De piano, cela fait des années qu'on en parle. Mais un piano prend beaucoup de place, fait beaucoup de bruit (surtout dans un immeuble mal insonorisé), et exige beaucoup de travail. Sur ce dernier point, j'en sais quelque chose, car mon enfance et adolescence ont été rythmées par les gammes et exercices où de fausses notes subsistaient encore et toujours malgré les heures d'étude! Imposer cette même discipline à mes enfants alors que les devoirs scolaires sont déjà trop pour eux m'a paru inconcevable. Des leçons de solfège et de flûte leur ont alors apporté les premières connaissances musicales. Le piano restant le domaine du rêve !

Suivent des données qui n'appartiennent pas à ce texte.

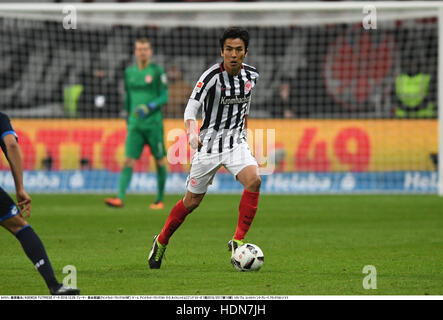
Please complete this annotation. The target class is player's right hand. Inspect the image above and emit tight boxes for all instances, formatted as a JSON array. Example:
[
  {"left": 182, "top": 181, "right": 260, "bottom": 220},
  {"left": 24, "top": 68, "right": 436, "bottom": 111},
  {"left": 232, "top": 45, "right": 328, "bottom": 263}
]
[
  {"left": 189, "top": 132, "right": 203, "bottom": 150},
  {"left": 16, "top": 190, "right": 32, "bottom": 218}
]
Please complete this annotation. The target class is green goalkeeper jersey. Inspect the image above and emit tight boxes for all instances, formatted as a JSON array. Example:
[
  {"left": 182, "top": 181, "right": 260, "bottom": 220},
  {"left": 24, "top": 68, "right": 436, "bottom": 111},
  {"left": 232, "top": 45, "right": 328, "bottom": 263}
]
[{"left": 125, "top": 63, "right": 168, "bottom": 128}]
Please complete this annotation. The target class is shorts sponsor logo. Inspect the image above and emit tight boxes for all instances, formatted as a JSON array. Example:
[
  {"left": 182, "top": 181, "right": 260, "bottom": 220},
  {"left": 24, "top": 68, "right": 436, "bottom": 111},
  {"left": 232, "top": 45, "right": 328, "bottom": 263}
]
[{"left": 194, "top": 81, "right": 203, "bottom": 93}]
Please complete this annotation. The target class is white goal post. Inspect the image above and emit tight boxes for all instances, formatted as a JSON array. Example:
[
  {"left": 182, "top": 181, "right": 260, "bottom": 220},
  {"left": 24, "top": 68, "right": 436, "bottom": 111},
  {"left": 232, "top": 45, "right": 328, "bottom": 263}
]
[{"left": 0, "top": 1, "right": 443, "bottom": 196}]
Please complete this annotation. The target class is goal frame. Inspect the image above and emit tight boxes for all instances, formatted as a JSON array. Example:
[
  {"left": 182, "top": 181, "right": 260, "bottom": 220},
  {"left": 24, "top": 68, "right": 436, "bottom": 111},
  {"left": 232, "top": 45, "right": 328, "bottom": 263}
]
[{"left": 0, "top": 1, "right": 443, "bottom": 196}]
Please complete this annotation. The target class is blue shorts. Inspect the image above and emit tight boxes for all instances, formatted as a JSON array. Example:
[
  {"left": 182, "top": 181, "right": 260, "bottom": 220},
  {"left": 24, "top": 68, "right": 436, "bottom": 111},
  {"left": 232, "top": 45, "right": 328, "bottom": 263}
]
[{"left": 0, "top": 187, "right": 20, "bottom": 222}]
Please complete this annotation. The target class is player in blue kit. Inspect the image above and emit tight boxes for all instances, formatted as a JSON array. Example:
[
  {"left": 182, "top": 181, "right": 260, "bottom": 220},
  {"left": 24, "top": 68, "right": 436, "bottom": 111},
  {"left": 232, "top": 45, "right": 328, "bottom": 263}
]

Mais un rêve, tel celui raconté ce matin, m'a paru différent. Alors, comme par hasard, je me suis trouvée devant la vitrine d'un marchand d'instruments de musique, pour découvrir, sous mon nez, un piano d'occasion, suffisamment petit pour être glissé sous la lucarne à côté de la bibliothèque. Une semaine plus tard, il était là, non pas immense et en acajou, mais petit et blanc. (Le rêve ne doit-il pas être excessif pour être entendu ?)
Sans tarder, les enfants ont sorti leurs cahiers de musique pour flûte et se mirent à jouer ces morceaux connus sur le piano. De mon côté, je partis à la recherche des souvenirs, ou plutôt de la mémoire disparue. En effet, comment retrouver, après plus de vingt-cinq ans, les cahiers et morceaux divers qui m'avaient volé tant d'heures il y a si longtemps?
Ramenant néanmoins une brassée de cahiers, je commençai à pianoter morceau après morceau. Mais tout était trop difficile et rien ne signifiait rien. Cependant, arrivée à la 112e page, ce fut brusquement le miracle de la mémoire retrouvée: cette mélodie, je l'ai reconnue, cet accord, je l'ai retrouvé toute seule sans avoir besoin de « compter les notes». Enthousiasmée, j'ai découvert d'autres partitions que je redéchiffre avec joie.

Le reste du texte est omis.